Diversification Opportunities for Ingredion Incorporated and Xunlei
-0.01 | Correlation Coefficient |
Good diversification
The 3 months correlation between Ingredion and Xunlei is -0.01. Overlapping area represents the amount of risk that can be diversified away by holding Ingredion Incorporated and Xunlei Ltd Adr in the same portfolio, assuming nothing else is changed. The correlation between historical prices or returns on Xunlei Ltd Adr and Ingredion Incorporated is a relative statistical measure of the degree to which these equity instruments tend to move together. The correlation coefficient measures the extent to which returns on Ingredion Incorporated are associated (or correlated) with Xunlei. Values of the correlation coefficient range from -1 to +1, where. The correlation of zero (0) is possible when the price movement of Xunlei Ltd Adr has no effect on the direction of Ingredion Incorporated i.e., Ingredion Incorporated and Xunlei go up and down completely randomly.
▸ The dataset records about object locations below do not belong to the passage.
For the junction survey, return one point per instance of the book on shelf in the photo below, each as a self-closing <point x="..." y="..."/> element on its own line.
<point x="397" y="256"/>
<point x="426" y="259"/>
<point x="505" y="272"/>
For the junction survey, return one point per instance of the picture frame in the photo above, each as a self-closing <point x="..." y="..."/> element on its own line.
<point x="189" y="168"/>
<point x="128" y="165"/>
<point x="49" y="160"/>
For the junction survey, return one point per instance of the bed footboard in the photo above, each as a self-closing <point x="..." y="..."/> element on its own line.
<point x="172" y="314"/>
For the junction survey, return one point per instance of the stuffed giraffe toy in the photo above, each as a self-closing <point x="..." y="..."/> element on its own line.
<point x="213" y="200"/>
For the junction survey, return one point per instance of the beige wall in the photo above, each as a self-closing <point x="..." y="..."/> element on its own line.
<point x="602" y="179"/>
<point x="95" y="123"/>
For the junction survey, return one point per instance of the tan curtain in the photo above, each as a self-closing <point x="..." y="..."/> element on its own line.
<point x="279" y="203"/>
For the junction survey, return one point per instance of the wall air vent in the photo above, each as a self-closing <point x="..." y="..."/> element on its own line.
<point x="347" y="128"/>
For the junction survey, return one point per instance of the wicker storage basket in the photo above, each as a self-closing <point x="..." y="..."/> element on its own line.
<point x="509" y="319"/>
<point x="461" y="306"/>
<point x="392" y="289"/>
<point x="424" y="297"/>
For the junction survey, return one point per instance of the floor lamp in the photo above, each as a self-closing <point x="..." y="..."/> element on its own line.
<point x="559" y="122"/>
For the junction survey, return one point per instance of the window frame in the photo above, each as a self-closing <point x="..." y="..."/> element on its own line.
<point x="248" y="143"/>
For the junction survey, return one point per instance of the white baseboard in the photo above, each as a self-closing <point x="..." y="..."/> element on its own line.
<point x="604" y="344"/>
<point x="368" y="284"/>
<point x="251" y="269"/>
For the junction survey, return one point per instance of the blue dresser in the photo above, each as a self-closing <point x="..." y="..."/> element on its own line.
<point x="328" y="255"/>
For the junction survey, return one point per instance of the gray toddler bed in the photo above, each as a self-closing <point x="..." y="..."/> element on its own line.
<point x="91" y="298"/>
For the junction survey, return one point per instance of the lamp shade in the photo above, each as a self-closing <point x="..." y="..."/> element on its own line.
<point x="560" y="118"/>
Pair Corralation between Ingredion Incorporated and Xunlei
Given the investment horizon of 90 days Ingredion Incorporated is expected to under-perform the Xunlei. But the stock apears to be less risky and, when comparing its historical volatility, Ingredion Incorporated is 4.32 times less risky than Xunlei. The stock trades about -0.45 of its potential returns per unit of risk. The Xunlei Ltd Adr is currently generating about 0.0 of returns per unit of risk over similar time horizon. If you would invest 212.00 in Xunlei Ltd Adr on October 11, 2024 and sell it today you would lose (2.00) from holding Xunlei Ltd Adr or give up 0.94% of portfolio value over 90 days.
Time Period | 3 Months [change] |
Direction | Moves Against |
Strength | Insignificant |
Accuracy | 100.0% |
Values | Daily Returns |
Ingredion Incorporated vs. Xunlei Ltd Adr
Performance |
Timeline |
Ingredion Incorporated |
Xunlei Ltd Adr |
Ingredion Incorporated and Xunlei Volatility Contrast
Predicted Return Density |
Returns |
Pair Trading with Ingredion Incorporated and Xunlei
The main advantage of trading using opposite Ingredion Incorporated and Xunlei positions is that it hedges away some unsystematic risk. Because of two separate transactions, even if Ingredion Incorporated position performs unexpectedly, Xunlei can make up some of the losses. Pair trading also minimizes risk from directional movements in the market. For example, if an entire industry or sector drops because of unexpected headlines, the short position in Xunlei will offset losses from the drop in Xunlei's long position.Ingredion Incorporated vs. Lancaster Colony | Ingredion Incorporated vs. Treehouse Foods | Ingredion Incorporated vs. John B Sanfilippo | Ingredion Incorporated vs. Seneca Foods Corp |
Xunlei vs. Travelzoo | Xunlei vs. Emerald Expositions Events | Xunlei vs. Ziff Davis | Xunlei vs. Direct Digital Holdings |
Check out your portfolio center.Note that this page's information should be used as a complementary analysis to find the right mix of equity instruments to add to your existing portfolios or create a brand new portfolio. You can also try the Portfolio Rebalancing module to analyze risk-adjusted returns against different time horizons to find asset-allocation targets.